# A Pakistani Loft in Progress



## Prince (Oct 29, 2006)

Hi friends,

I am expanding my current breeding loft as now I am planning to fly ybs and to prepare them for next year competitions. Its in progress and I also have to color the old breeding loft. I will post new pictures from time to time.


----------



## Prince (Oct 29, 2006)

some more ....


----------



## beatlemike (Nov 28, 2009)

Nice loft! I like it.


----------



## almondman (Aug 22, 2009)

Very nice start for your expansion! Please keep the pictures coming as you progress. Thank you for sharing!


----------



## Skyeking (Jan 17, 2003)

*Very nice, I love the space they have.*


----------



## Prince (Oct 29, 2006)

Thank you everybody for appreciation  roofs of both left side partitions are done and now we are working on perches and the flying cage.


----------



## hamza syed (Jun 22, 2012)

Very Nice looking loft !!


----------



## sreeshs (Aug 16, 2009)

Very nice


----------



## Prince (Oct 29, 2006)

after the roofs are done


----------



## Prince (Oct 29, 2006)

flying cage is done


----------



## Prince (Oct 29, 2006)

with pigeons


----------



## Prince (Oct 29, 2006)




----------



## Prince (Oct 29, 2006)

Last one


----------



## Prince (Oct 29, 2006)

Now we are working on lights and coloring the old cage.

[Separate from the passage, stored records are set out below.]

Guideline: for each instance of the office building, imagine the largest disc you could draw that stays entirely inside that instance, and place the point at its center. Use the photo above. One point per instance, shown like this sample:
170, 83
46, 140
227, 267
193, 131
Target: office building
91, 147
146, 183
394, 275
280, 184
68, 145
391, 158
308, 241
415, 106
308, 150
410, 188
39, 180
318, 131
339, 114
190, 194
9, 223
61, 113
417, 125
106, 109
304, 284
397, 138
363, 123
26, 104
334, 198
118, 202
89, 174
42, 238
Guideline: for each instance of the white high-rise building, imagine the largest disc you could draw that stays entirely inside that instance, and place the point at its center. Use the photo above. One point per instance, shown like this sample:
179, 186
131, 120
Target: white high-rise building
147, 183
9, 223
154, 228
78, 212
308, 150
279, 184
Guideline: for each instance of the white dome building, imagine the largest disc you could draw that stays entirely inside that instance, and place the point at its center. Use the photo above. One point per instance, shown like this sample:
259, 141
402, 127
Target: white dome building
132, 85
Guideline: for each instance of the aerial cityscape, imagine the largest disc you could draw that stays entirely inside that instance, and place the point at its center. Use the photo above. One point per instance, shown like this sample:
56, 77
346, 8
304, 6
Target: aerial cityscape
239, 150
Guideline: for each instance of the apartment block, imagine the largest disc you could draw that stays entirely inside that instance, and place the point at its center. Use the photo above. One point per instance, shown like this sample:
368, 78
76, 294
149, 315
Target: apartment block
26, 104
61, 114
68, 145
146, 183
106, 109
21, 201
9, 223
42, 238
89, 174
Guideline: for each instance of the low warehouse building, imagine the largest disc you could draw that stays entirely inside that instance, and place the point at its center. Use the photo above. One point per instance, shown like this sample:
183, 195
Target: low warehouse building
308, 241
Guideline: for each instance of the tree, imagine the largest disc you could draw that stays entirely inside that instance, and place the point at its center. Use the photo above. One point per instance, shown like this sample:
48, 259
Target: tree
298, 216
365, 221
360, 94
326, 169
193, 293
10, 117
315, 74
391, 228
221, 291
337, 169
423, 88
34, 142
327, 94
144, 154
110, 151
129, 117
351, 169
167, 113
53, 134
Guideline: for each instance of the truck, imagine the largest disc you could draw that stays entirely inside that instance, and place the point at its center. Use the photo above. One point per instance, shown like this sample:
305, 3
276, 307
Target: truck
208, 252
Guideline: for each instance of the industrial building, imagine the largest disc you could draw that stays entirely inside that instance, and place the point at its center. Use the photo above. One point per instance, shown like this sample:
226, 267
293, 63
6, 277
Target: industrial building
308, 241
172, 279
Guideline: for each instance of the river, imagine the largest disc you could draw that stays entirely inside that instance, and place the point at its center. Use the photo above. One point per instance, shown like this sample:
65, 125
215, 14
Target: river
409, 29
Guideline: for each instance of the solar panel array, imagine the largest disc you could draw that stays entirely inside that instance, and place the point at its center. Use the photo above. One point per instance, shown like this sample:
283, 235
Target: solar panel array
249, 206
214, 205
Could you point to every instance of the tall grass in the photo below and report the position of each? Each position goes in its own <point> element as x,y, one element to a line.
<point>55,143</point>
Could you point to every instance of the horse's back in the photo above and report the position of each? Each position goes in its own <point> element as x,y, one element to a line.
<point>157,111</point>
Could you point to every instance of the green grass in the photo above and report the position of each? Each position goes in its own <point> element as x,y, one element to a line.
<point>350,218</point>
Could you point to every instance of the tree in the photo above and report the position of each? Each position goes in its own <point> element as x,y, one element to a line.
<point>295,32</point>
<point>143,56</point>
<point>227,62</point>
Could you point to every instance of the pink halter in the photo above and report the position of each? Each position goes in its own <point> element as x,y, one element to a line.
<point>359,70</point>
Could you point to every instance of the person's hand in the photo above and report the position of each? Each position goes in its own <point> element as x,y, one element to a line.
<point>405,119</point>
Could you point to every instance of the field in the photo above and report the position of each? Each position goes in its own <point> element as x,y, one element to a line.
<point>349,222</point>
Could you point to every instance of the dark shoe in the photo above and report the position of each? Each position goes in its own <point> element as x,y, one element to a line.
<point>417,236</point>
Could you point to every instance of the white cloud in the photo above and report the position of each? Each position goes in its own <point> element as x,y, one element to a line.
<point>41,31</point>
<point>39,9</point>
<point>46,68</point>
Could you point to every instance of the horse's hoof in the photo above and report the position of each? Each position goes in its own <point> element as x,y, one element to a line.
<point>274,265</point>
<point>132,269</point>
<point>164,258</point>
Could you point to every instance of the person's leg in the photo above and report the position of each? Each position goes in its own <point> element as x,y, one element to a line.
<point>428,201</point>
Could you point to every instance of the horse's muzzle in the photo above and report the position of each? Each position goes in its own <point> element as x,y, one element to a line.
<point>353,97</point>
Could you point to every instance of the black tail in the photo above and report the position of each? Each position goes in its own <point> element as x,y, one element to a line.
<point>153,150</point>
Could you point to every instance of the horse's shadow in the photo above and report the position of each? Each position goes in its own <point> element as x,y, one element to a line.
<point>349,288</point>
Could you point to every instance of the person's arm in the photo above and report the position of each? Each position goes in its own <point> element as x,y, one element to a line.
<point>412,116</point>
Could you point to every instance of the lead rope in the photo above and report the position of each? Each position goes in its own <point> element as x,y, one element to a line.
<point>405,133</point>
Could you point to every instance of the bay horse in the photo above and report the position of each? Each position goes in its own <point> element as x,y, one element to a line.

Last sunday I flew 2 pigeons one adult and one kid. adult came back and kid came next day.  will release two more tomorrow


----------



## Skyeking (Jan 17, 2003)

*Nice aviary!*


----------



## satinette tippler (Jul 7, 2012)

Nice looking loft and nice birds. are does kaal sirey pigeon ??


----------



## Prince (Oct 29, 2006)

Thanks for liking ... yes some of them are kalsiray rest are different breeds.


----------



## RockPigeon<3er (Aug 2, 2012)

Very pretty, it's very refined and good set up. I must be the only One curious but why is there a rooster locked under your pijis?


----------



## Prince (Oct 29, 2006)

thanks for liking the setup ... there are two hens as well with the rooster in that cage  i moved pigeons to new setup and this one is now serving to our rooster and hens


----------